Tuesday, September 11, 2007

Review of Uncut Productions "Assembly: Junior High," published by EDGE Philadelphia

What do you remember learning from junior high school assemblies? “I learned that I should be scared everywhere I go” answers one of the students emerging from the first half of Uncut Productions presentation of Mark Dahl’s Assembly: Junior High. After listening to songs about “the terrorists among us,” getting raped in cyberspace, and watching 1950’s sex-ed and safety films re-edited for maximum effect, you’d be scared of everything too.

But this is the theatre, and this is the latest work from Uncut Productions, the local masters of all things satirical in Philadelphia. So while the characters on stage get frightened out of their tidy-whities and training bras by the educational performing troupe “Scare Tactics,” the audience nearly falls out of their chairs with laughter.

Split into two halves, the play starts with the principal’s announcement for all students to meet in the auditorium for an “emergency assembly” designed to shock and horrify the students—conveniently occurring right after the school has subjected them to the latest rounds of personality tests borrowed from the FBI. This slightly eerie beginning quickly explodes into hilarity, as the five-member crew of “Scare Tactics” performs Dahl’s original songs that parody the Pledge of Allegiance, Homeland Security and the lurking dangers that are only one mouse-click away.

The second half of the show shifts its tone to focus on five junior high students, one from each decade—from the Eisenhower fifties to the Clinton nineties.
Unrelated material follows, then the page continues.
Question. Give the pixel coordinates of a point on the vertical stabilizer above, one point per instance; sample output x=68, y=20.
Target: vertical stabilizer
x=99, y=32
These students struggle to cope with first periods and crushes, sexual and drug experimentation, and their identities, gender or otherwise, with all of their (mis)information filtered through the lens of the various assemblies and school films by which the first half has educated them. The result, of course, is one of awkward missteps, ignorant malice, and general confusion—students mistaking bulimia for morning sickness, and Chlamydia for flowers.

Carried forward by humor, the highlight of the first half was Dahl’s “The Ability Song,” where a wheelchair bound member of Scare Tactics laments his condition, and where the lyrics (rightly) skewer our society’s current means of inducing tolerance in children by celebrating the unfortunate circumstances of the handicapped. Joining him in song, a girl with flipper arms (from her mother’s thalidomide use) delights in resembling a goldfish, and a boy with one giant sized foot proudly announces his success in kickball. Just when I was writing in my notes “this is the kind of genius that made Avenue Q possible,” out comes one of the members of Scare Tactics attached to a puppet representing his conjoined twin, gleefully boasting of a difference that in class "lets them see 360 degrees.”

The heavily re-edited school films do no less justice to Uncut’s brilliant multimedia work, particularly Jena Serbu’s original short safety film, “The Buddy System.” For those who aren’t aware of the efficacy of partnering to avoid danger, Serbu shows two kids, hand in hand walking through a playground filled with snipers and machine guns, walking unscathed, protected from all harm by following the rules. It could’ve been Philadelphia, or Baghdad, in either case, in an age of terror and violence-filled streets that requires something better than sleep-inducing propaganda, her film provided a moment of much needed, hilarious insensitivity.

Of course, Dahl does have a slight, though sinister message hidden in his play. The hesitant and unsure behavior of Act II’s Junior High’s students stands as the direct result of witnessing the very types of assembly spouted drivel and films presented in Act I. We can laugh at them, but for five decades worth of kids growing up on this paternalistic pulp, the results aren’t nearly as funny.

If only the two halves weren’t so disparate. I loved Assembly, and could tell from the ever-ascending pitch and volume of laughter that the audience loved it too. And while certain parts of Junior High both evoked laughter and clearly disturbed (a woman behind me blurted out loudly, “this is so wrong,” when Dahl’s 80’s Valley Girl described her bulimia as “Karen Carpenter in reverse”), overall, I think everyone kept waiting, as I did, for the second half of the program to reach the tenor of the first.

Otherwise, the entire evening seems like two plays linked by location and Dahl’s theme of the deleterious effects of institutionalized ignorance. The brilliantly over-the-top satire of the Assembly strikes almost painfully against the Junior High’s more muted tones, so much that they don’t even appear as written by the same person, but rather a collaboration; one half fashioned by a satirical genius, and the other crafted by the painstaking efforts of a historian.

In this regard, Dahl’s play is still a work in progress, though I wouldn’t have missed Assembly for any other show in town. The writers of the Onion could not have done more justice to this first half than Dahl’s songs (and a highly talented pair of ensembles) so cleverly achieve. And no artistic directors in Philadelphia slaughter the sacred cows of society with as much verve and hilarity as Dahl and Serbu, and no show at the Fringe made me clutch my sides in laughter as much as the first half of Assembly: Junior High. See it.